This decomposition matters because the workload classes are completely different. Auth data is security-sensitive and low-latency. Mailbox metadata is heavily queried and updated. Attachments are large and mostly immutable. Search and spam state are derived systems that can lag slightly without breaking correctness.

Why the Mailbox Model Is the Most Important Data Modeling Decision

The biggest modeling insight in this design is that a message is not the same thing as mailbox state.

A naive approach says:

  • message -> labels
  • message -> read/unread
  • message -> spam

That falls apart immediately in a real email product.

The same message can be:

  • unread for one user
  • archived by another
  • labeled "Work" by a third
  • moved to spam by a fourth

So the canonical message must be separated from the per-user mailbox view.

That is why I introduced three distinct concepts:

  • Message: immutable shared content like subject, body, sender, headers, and thread ID
  • MessageRecipient: the recipient mapping for TO, CC, and BCC
  • MailboxEntry: the per-user mailbox projection containing inbox state, read state, category, star, archive, spam, and timestamps

This is the single most important correctness point in a Gmail-like design.

Core Data Model

The main entities in my design are:

  • User
  • UserProfile
  • UserPreference
  • Contact
  • ContactGroup
  • ContactGroupMember
  • Message
  • MessageRecipient
  • Attachment
  • MailboxEntry
  • Label
  • LabelAssignment
  • Draft
  • Thread

Two details matter a lot here:

  • MailboxEntry is partitioned by user_id because inbox reads and mailbox actions are user-centric
  • Message can be partitioned by message_id because it is immutable shared content

This split makes reads and writes much easier to scale.

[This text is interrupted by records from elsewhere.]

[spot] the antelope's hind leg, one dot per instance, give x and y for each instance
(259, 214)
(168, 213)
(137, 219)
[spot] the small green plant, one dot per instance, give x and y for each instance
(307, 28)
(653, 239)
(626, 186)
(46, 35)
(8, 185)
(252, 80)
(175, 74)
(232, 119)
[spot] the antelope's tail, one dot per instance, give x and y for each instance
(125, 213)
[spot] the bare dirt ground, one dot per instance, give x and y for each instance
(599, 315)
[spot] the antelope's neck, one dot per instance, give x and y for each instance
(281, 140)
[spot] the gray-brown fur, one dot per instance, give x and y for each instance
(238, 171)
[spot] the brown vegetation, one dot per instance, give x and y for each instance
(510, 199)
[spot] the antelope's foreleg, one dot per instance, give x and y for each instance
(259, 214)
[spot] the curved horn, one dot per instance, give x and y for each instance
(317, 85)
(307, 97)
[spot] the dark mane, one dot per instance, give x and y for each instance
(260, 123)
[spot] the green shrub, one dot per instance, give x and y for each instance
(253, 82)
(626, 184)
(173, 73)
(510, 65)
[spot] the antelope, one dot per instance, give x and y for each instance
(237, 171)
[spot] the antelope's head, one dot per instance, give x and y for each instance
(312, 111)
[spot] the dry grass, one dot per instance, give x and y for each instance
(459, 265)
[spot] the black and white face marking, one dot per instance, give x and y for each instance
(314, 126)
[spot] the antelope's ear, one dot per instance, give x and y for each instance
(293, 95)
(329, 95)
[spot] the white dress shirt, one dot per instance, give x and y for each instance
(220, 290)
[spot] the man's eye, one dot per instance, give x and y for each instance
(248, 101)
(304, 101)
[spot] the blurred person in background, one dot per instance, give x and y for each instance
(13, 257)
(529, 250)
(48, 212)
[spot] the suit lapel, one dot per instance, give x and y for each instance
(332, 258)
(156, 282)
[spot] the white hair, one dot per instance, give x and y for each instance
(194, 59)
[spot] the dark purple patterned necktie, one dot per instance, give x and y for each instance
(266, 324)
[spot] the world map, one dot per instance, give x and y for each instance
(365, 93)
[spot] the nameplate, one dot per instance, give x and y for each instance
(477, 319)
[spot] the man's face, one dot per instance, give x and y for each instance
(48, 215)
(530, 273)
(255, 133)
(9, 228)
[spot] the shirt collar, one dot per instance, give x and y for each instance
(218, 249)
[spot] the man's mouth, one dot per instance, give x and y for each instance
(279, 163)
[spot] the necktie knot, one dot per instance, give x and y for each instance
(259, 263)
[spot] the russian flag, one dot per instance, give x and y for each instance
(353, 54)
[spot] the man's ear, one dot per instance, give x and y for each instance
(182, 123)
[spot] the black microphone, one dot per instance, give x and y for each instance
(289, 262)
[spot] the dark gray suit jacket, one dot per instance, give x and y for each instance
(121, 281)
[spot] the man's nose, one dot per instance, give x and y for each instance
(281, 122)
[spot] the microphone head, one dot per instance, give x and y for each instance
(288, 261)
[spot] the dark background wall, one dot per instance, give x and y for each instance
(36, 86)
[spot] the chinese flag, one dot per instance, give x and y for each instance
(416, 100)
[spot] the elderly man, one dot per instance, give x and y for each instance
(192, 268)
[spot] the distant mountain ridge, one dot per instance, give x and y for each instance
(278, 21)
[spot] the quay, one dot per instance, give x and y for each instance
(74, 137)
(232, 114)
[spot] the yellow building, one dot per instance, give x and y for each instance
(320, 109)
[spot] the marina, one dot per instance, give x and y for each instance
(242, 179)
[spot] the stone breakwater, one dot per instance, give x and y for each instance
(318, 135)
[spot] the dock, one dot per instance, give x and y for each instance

The End-to-End Send Email Flow

The send flow is the heart of the system.

1. Compose submission

The client calls POST /emails/send with:

  • recipients
  • subject
  • body
  • attachment IDs
  • an idempotency key

2. Validation

The Mail Write Service:

  • authenticates the sender
  • validates recipients and groups
  • checks attachment scan status
  • applies quota and rate-limit checks

3. Canonical durable write

The system persists:

  • the immutable Message
  • the MessageRecipient rows
  • the sender's MailboxEntry in SENT
  • recipient MailboxEntry rows in INBOX or an initial classified state

4. Success acknowledgement

The API returns success only after the durable write succeeds. This protects against acknowledging a send and then losing the message.

5. Event publication

The system emits a MessageCreated or MailboxEntryCreated event to a durable bus.

6. Async enrichment

Downstream consumers then handle:

  • search indexing
  • spam classification
  • promotions/social categorization
  • notification fanout
  • contact interaction ranking
  • analytics

This is the right tradeoff because it keeps the critical path small while still enabling rich product behavior.

Attachments Need a Separate Architecture

Attachments dominate storage and scanning cost, so they cannot be treated like regular email metadata.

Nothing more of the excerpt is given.